Başbakanlık Hazine Müsteşarlığının; kamyon, kamyonet, minibüs, otobüs ve taksilerin Karayolları Motorlu Araçlar Zorunlu Mali Sorumluluk (Trafik) Sigortası azami primlerini belirleyen 27 Ekim 2015 tarihli kararı yayınlandı. TOBB ve sigorta şirketlerine yayınlanan bu yazıyla ilgili ilk haberi, kararı müjde olarak duyuran TESK/TŞOF’tan öğrendik. Bir müjde değil, aksine taşıma güvenliğine aykırı olarak gördüğüm bu olumsuz karar üzerinde durmak istiyorum. Bu arada, yazılarımda kimin mutlu olacağı veya kızacağını değil, doğrudan yana olmayı esas aldığımı bir kez daha belirteyim.
Şikayet konusu
Taşımacılığı ilgilendirenler dahil, sigortacılıkla ilgili önemli haberleri ve bunlara ilişkin yorumları en fazla ve büyük bir zevkle Hürriyet gazetesinde, Noyan Doğan’ın köşesinden izlerim. 26 Ekim 2015 tarihli yazısı da trafik sigortası primlerine tavan getirilmesine ayrılmıştı. Yazıda, TESK Başkanı Bendevi Palandöken ve bu Konfederasyonun üyesi TŞOF’un Başkanı Fevzi Apaydın’ın görüşlerine yer verip eleştirmişti. Bunların iddialarına göre İstanbul’da geçen yıl 1.300 ile 2.500 lira prim ödeyen iki minibüse hasarları olmadığı halde, bu sene 11 bin 810 lira ile 12 bin 310 lira primle poliçe kesilmişti.
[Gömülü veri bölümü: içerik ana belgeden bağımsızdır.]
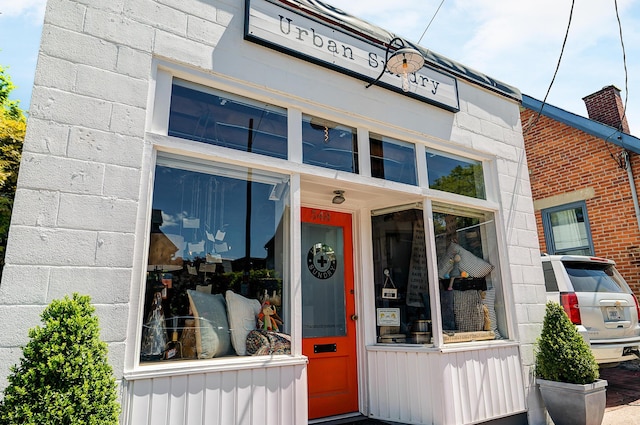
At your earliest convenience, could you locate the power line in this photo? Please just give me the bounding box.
[522,0,576,135]
[418,0,444,44]
[604,0,629,170]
Taksiler için de benzer iddialar vardı. Sonuçta sigorta risk ve fiyatının devletçe belirlenip sigortacıların keyfiliğinden esnafın kurtarılması isteniyordu.
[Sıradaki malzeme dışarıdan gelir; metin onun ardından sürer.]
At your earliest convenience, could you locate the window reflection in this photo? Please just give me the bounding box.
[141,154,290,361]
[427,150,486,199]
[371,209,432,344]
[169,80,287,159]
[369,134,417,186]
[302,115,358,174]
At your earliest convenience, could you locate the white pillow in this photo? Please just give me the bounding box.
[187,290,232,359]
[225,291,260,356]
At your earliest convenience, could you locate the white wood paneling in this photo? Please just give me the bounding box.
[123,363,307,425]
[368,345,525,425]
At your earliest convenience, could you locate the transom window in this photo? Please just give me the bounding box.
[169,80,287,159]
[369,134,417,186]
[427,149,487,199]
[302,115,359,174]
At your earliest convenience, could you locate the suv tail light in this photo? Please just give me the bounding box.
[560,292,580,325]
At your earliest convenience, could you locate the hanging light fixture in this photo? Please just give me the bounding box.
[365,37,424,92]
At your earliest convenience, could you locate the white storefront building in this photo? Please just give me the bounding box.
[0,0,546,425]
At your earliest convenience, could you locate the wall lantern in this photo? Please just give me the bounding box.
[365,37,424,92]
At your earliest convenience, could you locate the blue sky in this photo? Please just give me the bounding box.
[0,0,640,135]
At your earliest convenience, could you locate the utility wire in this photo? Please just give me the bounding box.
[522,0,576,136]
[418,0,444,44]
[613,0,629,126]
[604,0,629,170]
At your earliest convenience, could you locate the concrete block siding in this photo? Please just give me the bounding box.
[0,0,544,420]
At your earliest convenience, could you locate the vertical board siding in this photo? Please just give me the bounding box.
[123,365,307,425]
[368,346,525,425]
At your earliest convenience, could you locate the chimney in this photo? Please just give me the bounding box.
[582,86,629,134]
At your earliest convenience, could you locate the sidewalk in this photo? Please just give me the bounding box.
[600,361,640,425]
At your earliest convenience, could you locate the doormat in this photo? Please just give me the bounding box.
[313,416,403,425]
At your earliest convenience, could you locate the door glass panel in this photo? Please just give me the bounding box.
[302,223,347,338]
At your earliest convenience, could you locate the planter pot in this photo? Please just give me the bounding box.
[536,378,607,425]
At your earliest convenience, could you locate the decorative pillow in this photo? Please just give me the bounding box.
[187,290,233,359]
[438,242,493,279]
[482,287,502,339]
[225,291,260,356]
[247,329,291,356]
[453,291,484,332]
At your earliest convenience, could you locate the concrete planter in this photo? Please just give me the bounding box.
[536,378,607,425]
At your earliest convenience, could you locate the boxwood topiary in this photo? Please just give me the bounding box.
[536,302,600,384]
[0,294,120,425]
Konu uzmanı Noyan Doğan, 26 Ekim 2015 tarihli yazısında hasarsız ve nedensiz prim artışı olmadığı, bu şekilde prim artışı yapılan minibüs veya taksilerin bildirilmesi halinde bunu yayınlayacağını bildirdi. Buna bir cevap verilemedi.
Prim esasları…
Bilindiği üzere sigorta primlerinde iki esas bulunuyor. Birincisi, sigorta şirketlerinin hiç hasar yapmayıp kendisine fatura çıkartmayanların sigorta primlerinin zaman içinde düşürülmesi… Buna karşılık ölümlü ve/veya maddi hasarlı çok kaza yapıp kendine yüksek tazminat ödetenlerin primlerini arttırmaları. İkincisi ise her taşıt sahibinin sigortasını kendisinden daha az prim talep edene yaptırabilmesi… Kimse ‘bunların hepsi birlikte hareket ediyor’ demesin. Yeterli sayıda sigorta şirketi var ve bunlar rekabet halinde. Ancak kimse bu rekabetin zarar pahasına kötüye az prim uygulanmasını getirmesini beklemesin.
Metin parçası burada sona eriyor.